全員揃ったら、どれ程の戦力になるというのか。
想像するだけで恐ろしい。
目の前に広がるこの光景ですら恐ろしいというのに。
「は、ははは……お前等マジでバケモンじゃな」
思わず腰を抜かして目の前の光景を見つめていれば、戻って来たドレイクの肩に乗っけられてしまった。
すまん、正直助かる。
驚き過ぎて腰が立たん。
「ファリアの本気はこんなもんじゃないぞ? 前衛が邪魔になると豪語する魔法使い、“一手目の切り札”ってのは伊達じゃない」
その一言に、ゾッと背筋に寒いモノが走った。
コレ以上? というか初手から前衛が邪魔になる程の強力な魔法を放ち、切り札とも呼ばれる魔術師ってなんじゃ。

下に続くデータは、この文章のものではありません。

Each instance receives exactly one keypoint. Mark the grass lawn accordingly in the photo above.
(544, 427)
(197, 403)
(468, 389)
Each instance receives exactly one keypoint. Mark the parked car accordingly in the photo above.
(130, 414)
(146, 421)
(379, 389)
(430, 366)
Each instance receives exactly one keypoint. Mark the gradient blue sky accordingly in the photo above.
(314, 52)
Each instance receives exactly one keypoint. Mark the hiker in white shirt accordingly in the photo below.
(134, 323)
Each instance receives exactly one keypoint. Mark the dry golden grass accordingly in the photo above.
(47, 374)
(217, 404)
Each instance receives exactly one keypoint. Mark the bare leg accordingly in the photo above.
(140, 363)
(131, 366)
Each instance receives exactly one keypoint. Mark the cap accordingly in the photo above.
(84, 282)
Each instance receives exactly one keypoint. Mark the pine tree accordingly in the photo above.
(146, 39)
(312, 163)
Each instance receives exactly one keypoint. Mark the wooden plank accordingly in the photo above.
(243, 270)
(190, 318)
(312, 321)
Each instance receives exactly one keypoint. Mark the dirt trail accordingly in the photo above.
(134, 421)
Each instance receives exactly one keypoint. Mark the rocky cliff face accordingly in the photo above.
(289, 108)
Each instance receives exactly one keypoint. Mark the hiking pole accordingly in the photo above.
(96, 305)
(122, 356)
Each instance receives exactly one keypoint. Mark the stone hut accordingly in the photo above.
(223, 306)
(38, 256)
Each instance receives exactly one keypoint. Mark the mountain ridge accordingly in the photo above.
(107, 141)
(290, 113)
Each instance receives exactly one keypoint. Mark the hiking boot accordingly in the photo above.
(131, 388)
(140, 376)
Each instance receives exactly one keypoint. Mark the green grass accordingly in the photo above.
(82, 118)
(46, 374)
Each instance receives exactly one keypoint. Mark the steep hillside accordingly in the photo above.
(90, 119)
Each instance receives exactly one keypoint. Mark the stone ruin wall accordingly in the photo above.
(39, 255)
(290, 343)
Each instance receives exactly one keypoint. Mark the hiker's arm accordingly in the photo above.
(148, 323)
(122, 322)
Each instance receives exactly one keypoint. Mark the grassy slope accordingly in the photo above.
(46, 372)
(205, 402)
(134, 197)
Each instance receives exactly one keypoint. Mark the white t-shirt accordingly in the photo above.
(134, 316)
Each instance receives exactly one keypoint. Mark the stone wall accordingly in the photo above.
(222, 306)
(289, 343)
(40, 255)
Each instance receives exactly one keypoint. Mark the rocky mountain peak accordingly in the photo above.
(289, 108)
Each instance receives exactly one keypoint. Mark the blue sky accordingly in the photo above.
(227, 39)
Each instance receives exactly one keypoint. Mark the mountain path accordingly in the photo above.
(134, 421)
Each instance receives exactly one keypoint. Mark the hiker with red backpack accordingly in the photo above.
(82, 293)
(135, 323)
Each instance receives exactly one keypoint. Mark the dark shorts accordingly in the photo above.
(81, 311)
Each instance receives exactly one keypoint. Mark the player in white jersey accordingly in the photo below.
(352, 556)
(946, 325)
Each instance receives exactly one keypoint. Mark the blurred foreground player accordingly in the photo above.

そんなもん個人でありながら兵器、厄災の類であろうに。
「彼女がそう呼ばれたのは、巻き込まれるであろう間抜けが居なくなった後の事だ。安心しろ、仲間が前に居る場合、ファリアは絶対にああいった魔法を使わない」
色々安心出来るのかもしれないが、色々と安心出来ない御言葉を頂いてしまった。
それはつまり、実力が伴わない相手と組んだ場合彼女は本領を発揮しない。
しかし本領を発揮すれば、山が抉れる程の魔法を連発するという事なのだろう。
そんでもって、前衛が居ても魔術を放てる程の信頼関係を築いているのがコイツ。
なんじゃこの危険物共は!
鉄塊を振り回している時のお前が随分と可愛く思えて来るわ。
「突っ込むぞ! このまま殲滅する!」
「子供達の防御は任せたまえ! バフは掛けた! 細かい残党はよろしく頼むよドレイク!」
私はドレイクの肩に担がれたまま、戦場へと突っ込んでいくのであった。
あぁ、留守番していれば良かった。